Da bambina non ho mai avuto una cameretta tutta mia. Condividevo una stanza piccoletta con un fratello molto più grande. Dormivo al piano di sotto di un letto a castello e non avevo esattamente un posto che si potesse considerare mio. Poi un giorno si è dipinto un muro, anzi un solo pezzo, lo sfondo di quella nicchia che era la mia cuccetta. Il resto della stanza era blu e azzurro ma lì tra il quadretto di Biancaneve e la mia bambola gigante c’era un mondo tutto in rosa. Ma non un rosa confetto semplice e delicato, io scelsi la tonalità con in mano una scatola delle Barbie.
Credo che si possa considerare quello il momento esatto in cui ebbe ufficalmente inizio la mia pink life. Una specie di ossessione che deve aver modificato talmente tanto la mia fisiologia da avermi portato ad avere un utero piuttosto selettivo che ci ha regalato solo figlie femmine. La conseguenza di tanto rosa ha però avuto nel tempo un effetto di overlflow e quel colore mi è andato decisamente di traverso. La cosa ovviamente non ha contagiato le mie donnine per cui mi trovo quotidianamente coinvolta in una lotta impari sulla scelta dei colori. Sono mamma di due bambine.

Ho letto spesso di quale grande responsabilità sia per una madre crescere un figlio maschio, un uomo, compagno e padre del futuro. Ma poche volte mi sono imbattuta in parole che raccontassero ciò che vuol dire essere la genitrice di piccole donne.
Mi verrebbe da iniziare con una frase del tipo io sono le mie figlie. Credo esprima al meglio il senso di responsabilità che mi porto dietro. La figlia M. pochi giorni fa ha annunciato a tavola che vuole essere come la mamma.

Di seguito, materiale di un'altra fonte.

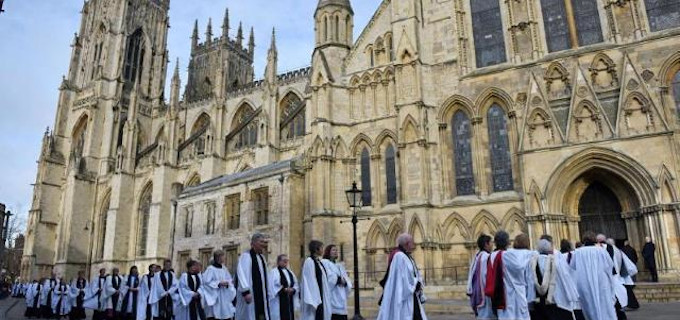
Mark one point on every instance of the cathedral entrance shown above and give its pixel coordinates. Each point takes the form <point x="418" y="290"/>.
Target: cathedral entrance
<point x="600" y="212"/>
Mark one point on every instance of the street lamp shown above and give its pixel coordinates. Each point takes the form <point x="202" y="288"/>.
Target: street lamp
<point x="355" y="201"/>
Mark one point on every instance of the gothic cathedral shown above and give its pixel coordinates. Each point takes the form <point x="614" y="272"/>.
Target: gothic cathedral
<point x="454" y="117"/>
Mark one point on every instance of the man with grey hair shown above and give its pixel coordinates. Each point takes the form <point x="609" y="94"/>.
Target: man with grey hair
<point x="403" y="277"/>
<point x="553" y="292"/>
<point x="252" y="297"/>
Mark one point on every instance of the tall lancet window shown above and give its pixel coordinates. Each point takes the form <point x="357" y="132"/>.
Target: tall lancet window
<point x="391" y="175"/>
<point x="663" y="14"/>
<point x="462" y="151"/>
<point x="134" y="56"/>
<point x="487" y="29"/>
<point x="144" y="212"/>
<point x="499" y="149"/>
<point x="366" y="177"/>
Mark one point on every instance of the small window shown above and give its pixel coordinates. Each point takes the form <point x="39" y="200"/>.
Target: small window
<point x="663" y="14"/>
<point x="261" y="205"/>
<point x="366" y="177"/>
<point x="487" y="29"/>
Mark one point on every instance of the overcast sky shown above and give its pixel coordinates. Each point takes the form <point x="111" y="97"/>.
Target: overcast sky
<point x="35" y="37"/>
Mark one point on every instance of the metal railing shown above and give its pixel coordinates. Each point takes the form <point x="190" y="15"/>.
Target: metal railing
<point x="447" y="276"/>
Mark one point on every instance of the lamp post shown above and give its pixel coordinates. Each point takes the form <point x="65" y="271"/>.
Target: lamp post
<point x="355" y="201"/>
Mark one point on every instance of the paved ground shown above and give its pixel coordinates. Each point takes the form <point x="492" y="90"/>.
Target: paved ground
<point x="13" y="309"/>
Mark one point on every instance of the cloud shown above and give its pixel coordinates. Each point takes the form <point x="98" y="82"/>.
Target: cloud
<point x="35" y="53"/>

Dopo i primi due minuti di entusiasmo l’orgoglio ha subito lasciato spazio al peso che una frase del genere si porta dietro. Mi sono resa conto di come il mio esempio pesi sulla loro crescita non solo di persone ma di donne. Chi vorrei incontrare nella mia famiglia fra una dozzina di anni, e fra venti? Che donne avrò davanti? Semplicemente la versione migliorata di ciò che sono io ora. Mi piace? Forse un po’ si ma forse anche un po’ no. Come sempre c’è da lavorare.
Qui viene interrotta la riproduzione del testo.